Often price wars are won by no one but the consumer. The producer is often out of the control loop and their RRP becomes meaningless, other than to act as a discount mark. The reseller may control the price and discount but its often down to the depth of their pockets, the nerves to fight it out and the margin hit they can stomach. Supermarkets can often cross subsidise pricing, but ‘one product offer’ stores such as music and books only often have the one product mix, one opportunity and when they make steep discount move these are made its often in hope that they can be retracted as quickly. No retailer wants a discount war unless they are in control and have the margin to play it.
Today we see price wars breaking out in the music download market. They are not driven by the producers, nor the artists but by two giants who want to destabilise the others offer and capture share.
Amazon has launched a new campaign reducing the price of 100 of its mp3 downloads to 29 pence. This is only a small number of its 5 million music downloads on offer but is focused at those that sell, current chart toppers and genre leaders.
The response from Apple was to introduce a new three-tier pricing system for downloading tracks from its 10 million track iTunes online store. Downloads now cost either 59p, 79p or 99p per track with the majority of songs priced at a price of 79p. Apple’s tracks will now be DRM (Digital Rights Management)free and able to be played on any player not just Apple's iPod.New releases will now often be priced 99p.
Major labels said the price of a song should reflect how much buyers were willing to pay for it. That is wise of them and obvious to everyone else! By removing DRM protection from the downloads we see the death of the highly unpopular DRM-limited music.

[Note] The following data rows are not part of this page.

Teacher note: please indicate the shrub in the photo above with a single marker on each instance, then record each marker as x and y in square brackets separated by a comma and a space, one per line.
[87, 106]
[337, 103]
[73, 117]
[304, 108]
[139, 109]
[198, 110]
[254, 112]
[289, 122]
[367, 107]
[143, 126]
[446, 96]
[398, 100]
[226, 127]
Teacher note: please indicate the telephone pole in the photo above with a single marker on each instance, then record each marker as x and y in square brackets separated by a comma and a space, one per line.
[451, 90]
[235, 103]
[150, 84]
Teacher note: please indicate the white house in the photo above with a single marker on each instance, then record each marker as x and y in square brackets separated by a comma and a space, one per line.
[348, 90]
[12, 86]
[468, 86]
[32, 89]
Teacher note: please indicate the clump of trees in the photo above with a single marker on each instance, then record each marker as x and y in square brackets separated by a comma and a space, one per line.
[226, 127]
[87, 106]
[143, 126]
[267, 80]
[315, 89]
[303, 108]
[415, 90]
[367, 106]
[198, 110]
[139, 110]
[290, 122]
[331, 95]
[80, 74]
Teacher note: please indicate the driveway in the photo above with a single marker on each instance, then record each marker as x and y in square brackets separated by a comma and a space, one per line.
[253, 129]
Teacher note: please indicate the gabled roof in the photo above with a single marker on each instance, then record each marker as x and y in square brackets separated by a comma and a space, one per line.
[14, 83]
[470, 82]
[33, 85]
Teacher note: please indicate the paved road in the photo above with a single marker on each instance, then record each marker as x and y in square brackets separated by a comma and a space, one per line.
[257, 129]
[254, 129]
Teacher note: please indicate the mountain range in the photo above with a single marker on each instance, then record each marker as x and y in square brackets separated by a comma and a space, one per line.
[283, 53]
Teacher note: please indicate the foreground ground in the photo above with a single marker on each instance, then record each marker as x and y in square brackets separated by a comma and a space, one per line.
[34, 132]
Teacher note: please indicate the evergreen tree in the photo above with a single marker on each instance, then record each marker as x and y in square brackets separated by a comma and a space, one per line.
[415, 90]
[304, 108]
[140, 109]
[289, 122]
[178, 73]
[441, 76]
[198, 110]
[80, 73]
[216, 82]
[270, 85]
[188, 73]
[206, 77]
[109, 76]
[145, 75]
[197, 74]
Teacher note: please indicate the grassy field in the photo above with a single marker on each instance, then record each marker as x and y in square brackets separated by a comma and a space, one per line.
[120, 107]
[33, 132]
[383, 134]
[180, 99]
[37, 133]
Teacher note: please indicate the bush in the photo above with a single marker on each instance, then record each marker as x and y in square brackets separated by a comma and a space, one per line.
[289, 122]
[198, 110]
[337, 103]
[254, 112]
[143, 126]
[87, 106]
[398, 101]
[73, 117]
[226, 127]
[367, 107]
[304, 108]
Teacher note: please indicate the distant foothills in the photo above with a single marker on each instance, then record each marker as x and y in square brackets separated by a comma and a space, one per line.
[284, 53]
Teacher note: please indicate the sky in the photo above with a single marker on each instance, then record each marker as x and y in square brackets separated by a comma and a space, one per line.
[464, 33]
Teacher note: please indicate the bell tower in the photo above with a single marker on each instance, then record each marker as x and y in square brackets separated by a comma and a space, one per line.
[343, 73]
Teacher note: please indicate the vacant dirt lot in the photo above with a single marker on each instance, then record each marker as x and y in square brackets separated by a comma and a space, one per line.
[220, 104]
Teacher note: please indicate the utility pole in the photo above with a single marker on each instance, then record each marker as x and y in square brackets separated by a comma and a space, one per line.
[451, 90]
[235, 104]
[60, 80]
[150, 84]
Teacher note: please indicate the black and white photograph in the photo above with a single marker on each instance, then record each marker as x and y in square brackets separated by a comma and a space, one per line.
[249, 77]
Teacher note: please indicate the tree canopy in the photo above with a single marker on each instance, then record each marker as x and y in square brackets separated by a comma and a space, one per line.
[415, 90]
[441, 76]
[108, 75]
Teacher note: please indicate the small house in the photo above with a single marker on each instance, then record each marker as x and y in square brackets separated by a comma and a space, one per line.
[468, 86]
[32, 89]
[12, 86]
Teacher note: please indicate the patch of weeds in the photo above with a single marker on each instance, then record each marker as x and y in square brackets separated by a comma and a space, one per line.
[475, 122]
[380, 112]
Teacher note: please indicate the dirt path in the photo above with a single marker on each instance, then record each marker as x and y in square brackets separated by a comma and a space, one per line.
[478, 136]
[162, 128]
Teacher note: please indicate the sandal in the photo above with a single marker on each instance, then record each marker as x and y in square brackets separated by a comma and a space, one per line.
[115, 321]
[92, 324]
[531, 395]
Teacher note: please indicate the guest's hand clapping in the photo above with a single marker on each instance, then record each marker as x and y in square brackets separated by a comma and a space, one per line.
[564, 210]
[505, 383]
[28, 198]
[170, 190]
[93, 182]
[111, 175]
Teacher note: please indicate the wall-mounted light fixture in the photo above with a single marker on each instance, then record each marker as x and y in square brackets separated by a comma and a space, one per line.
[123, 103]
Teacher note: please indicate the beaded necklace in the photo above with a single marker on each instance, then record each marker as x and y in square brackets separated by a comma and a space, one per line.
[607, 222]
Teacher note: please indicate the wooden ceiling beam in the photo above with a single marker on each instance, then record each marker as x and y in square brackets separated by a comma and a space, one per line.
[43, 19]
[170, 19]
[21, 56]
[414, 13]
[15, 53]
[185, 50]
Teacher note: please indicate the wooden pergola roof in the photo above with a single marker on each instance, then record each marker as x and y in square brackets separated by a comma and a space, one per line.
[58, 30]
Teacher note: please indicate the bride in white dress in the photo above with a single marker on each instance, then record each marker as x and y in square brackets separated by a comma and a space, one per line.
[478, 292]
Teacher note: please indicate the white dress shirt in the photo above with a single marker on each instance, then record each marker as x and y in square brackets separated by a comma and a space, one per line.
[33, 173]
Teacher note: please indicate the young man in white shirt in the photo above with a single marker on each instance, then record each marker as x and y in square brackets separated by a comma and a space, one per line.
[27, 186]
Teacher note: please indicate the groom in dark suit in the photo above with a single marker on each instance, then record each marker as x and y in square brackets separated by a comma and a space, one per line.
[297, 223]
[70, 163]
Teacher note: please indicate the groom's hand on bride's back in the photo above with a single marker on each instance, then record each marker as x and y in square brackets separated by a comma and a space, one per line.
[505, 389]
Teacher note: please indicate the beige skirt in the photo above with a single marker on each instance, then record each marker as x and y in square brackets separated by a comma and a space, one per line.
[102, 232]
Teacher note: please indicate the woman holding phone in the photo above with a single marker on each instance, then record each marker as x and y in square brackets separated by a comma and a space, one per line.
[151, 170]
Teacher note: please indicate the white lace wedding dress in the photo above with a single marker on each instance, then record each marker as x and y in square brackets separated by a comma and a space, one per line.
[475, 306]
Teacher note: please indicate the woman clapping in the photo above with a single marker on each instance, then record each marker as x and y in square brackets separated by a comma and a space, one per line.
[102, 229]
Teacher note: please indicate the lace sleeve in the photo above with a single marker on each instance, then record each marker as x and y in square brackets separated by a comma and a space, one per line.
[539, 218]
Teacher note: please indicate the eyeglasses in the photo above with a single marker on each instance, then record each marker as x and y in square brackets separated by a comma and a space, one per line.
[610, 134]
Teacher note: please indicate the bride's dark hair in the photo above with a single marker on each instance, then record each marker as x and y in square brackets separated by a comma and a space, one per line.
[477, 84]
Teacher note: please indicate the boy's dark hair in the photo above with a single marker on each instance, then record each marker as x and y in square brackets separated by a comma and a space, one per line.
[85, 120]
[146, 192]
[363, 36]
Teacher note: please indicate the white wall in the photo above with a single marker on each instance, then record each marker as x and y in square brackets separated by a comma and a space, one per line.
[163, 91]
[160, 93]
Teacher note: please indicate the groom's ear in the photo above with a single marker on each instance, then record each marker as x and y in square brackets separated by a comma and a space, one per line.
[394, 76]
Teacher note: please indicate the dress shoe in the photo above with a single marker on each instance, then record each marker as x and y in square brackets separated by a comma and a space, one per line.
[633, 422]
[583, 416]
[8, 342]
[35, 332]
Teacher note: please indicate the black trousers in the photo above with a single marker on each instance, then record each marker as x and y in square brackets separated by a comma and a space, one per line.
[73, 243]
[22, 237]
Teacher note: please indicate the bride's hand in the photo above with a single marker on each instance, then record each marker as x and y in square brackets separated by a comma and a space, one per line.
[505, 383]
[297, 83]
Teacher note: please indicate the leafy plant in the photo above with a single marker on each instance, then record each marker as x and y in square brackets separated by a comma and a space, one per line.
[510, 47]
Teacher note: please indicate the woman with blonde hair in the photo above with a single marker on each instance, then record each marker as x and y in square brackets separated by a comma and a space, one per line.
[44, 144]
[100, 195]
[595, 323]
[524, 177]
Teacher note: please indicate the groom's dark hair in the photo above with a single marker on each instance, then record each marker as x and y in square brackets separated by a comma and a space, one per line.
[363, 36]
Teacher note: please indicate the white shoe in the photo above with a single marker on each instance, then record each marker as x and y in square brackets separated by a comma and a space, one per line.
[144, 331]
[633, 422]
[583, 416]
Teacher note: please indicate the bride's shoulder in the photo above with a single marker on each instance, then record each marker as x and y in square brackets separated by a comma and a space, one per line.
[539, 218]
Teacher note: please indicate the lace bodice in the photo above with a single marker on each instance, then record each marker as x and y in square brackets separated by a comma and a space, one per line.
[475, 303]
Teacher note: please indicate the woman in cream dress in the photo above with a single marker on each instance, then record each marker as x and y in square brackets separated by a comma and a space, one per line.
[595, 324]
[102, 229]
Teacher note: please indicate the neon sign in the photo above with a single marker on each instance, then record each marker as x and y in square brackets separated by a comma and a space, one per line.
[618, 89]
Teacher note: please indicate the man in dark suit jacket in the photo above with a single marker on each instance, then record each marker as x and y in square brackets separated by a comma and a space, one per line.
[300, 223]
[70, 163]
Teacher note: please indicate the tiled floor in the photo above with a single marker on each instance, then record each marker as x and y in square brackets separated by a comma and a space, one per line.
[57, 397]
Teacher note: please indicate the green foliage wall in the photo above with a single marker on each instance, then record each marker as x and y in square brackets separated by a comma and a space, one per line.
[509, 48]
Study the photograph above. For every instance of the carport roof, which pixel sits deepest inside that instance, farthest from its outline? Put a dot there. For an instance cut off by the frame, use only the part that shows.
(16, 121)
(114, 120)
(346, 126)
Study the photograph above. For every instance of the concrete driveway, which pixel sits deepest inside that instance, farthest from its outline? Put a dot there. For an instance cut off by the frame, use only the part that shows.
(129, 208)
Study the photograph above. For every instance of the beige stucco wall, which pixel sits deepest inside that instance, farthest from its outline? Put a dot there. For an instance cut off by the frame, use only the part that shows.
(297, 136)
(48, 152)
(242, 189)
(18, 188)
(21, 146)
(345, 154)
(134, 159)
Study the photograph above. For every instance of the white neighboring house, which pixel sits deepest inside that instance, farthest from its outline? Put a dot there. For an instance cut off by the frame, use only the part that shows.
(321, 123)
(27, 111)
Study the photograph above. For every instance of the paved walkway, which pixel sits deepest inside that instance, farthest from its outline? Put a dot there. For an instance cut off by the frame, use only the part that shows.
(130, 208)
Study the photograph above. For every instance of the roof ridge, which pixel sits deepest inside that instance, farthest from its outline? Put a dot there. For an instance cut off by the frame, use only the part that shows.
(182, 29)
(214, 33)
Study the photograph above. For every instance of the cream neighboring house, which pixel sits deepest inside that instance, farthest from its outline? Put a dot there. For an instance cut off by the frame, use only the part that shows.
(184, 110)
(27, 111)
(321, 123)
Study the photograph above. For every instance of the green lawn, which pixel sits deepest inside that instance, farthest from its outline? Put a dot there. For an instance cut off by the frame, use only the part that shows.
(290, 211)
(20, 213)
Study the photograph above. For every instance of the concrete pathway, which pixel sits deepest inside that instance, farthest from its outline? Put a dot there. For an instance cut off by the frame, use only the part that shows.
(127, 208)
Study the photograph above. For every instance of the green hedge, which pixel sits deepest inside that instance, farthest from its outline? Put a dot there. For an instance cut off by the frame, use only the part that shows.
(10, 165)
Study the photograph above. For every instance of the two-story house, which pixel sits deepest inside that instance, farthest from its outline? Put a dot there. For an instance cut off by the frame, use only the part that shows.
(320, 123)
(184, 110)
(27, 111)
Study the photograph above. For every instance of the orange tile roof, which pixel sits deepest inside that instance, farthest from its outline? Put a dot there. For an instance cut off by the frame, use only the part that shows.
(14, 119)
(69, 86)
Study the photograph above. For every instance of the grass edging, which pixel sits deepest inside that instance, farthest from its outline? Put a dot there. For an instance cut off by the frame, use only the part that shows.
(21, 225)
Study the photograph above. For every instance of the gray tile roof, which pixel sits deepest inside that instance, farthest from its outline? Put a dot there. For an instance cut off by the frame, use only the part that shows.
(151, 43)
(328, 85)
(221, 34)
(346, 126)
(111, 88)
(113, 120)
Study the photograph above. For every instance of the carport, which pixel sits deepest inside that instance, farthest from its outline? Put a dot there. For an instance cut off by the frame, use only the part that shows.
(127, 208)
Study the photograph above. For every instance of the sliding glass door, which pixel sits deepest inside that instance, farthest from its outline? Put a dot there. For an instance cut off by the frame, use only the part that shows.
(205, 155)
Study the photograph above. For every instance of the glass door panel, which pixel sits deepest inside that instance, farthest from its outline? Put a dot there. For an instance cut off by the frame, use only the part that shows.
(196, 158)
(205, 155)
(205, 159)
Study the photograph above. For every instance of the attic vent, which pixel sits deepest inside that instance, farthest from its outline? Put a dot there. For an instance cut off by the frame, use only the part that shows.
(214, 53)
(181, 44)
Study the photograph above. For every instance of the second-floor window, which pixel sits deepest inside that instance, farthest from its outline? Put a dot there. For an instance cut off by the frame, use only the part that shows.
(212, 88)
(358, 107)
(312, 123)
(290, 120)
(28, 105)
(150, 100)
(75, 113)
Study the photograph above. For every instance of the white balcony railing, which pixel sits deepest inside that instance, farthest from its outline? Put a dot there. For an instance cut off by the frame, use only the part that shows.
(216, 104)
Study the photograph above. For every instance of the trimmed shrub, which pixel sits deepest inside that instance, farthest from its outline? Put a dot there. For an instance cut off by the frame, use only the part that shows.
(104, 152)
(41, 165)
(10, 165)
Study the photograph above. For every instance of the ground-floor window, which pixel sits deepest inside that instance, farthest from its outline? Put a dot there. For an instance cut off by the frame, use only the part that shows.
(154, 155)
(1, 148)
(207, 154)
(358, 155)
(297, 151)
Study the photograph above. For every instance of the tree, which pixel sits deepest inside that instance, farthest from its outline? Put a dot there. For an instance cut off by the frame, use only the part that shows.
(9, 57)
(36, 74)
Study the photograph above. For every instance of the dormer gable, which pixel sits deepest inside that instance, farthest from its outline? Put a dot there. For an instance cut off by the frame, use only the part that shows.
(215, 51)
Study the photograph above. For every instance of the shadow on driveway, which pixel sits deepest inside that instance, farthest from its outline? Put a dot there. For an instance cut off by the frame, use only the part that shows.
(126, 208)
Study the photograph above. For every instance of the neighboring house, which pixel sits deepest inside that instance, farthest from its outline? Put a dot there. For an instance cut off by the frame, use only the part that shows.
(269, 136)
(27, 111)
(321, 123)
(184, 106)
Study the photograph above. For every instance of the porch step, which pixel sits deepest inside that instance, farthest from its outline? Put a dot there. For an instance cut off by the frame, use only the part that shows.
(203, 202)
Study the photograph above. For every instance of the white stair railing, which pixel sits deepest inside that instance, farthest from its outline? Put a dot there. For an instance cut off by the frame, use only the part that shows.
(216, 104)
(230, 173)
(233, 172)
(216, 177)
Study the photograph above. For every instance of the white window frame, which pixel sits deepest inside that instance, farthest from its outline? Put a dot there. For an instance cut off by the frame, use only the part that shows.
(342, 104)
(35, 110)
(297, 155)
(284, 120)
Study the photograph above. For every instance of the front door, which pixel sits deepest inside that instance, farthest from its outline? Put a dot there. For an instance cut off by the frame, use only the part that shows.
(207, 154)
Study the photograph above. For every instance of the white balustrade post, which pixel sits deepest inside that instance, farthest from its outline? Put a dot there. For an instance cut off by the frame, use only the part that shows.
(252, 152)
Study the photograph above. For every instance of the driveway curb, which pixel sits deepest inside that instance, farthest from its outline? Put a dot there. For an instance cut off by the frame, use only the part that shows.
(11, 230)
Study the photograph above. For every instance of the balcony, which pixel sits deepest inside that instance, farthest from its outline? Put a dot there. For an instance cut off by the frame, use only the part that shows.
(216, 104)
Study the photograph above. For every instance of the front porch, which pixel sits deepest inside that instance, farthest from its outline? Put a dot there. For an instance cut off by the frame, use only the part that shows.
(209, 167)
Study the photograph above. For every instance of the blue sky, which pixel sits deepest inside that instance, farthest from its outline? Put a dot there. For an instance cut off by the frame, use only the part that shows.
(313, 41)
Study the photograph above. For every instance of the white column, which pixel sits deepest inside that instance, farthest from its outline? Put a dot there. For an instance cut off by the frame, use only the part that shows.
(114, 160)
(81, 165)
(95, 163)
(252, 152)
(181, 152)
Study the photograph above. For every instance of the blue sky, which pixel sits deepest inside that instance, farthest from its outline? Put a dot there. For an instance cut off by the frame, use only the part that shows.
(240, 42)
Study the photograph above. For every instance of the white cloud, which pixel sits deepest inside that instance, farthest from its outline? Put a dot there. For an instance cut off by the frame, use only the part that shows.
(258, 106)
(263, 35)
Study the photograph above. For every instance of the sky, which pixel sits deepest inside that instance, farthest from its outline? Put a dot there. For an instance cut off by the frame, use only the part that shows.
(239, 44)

The music legal download business is now moving into uncharted waters with the big two potentially squaring up on the only thing they can – pricing and the rest now wondering how the battle will unfold. What is certain is this is the beginning not the end of this price war and their biggest competitors don’t charge but operate different business models.
We often watch other media markets to learn lessons and with the debate still ongoing on ebook pricing,DRM being the normal ebook practice, the current High Street madness on book discounting, then perhaps music is worth watching today.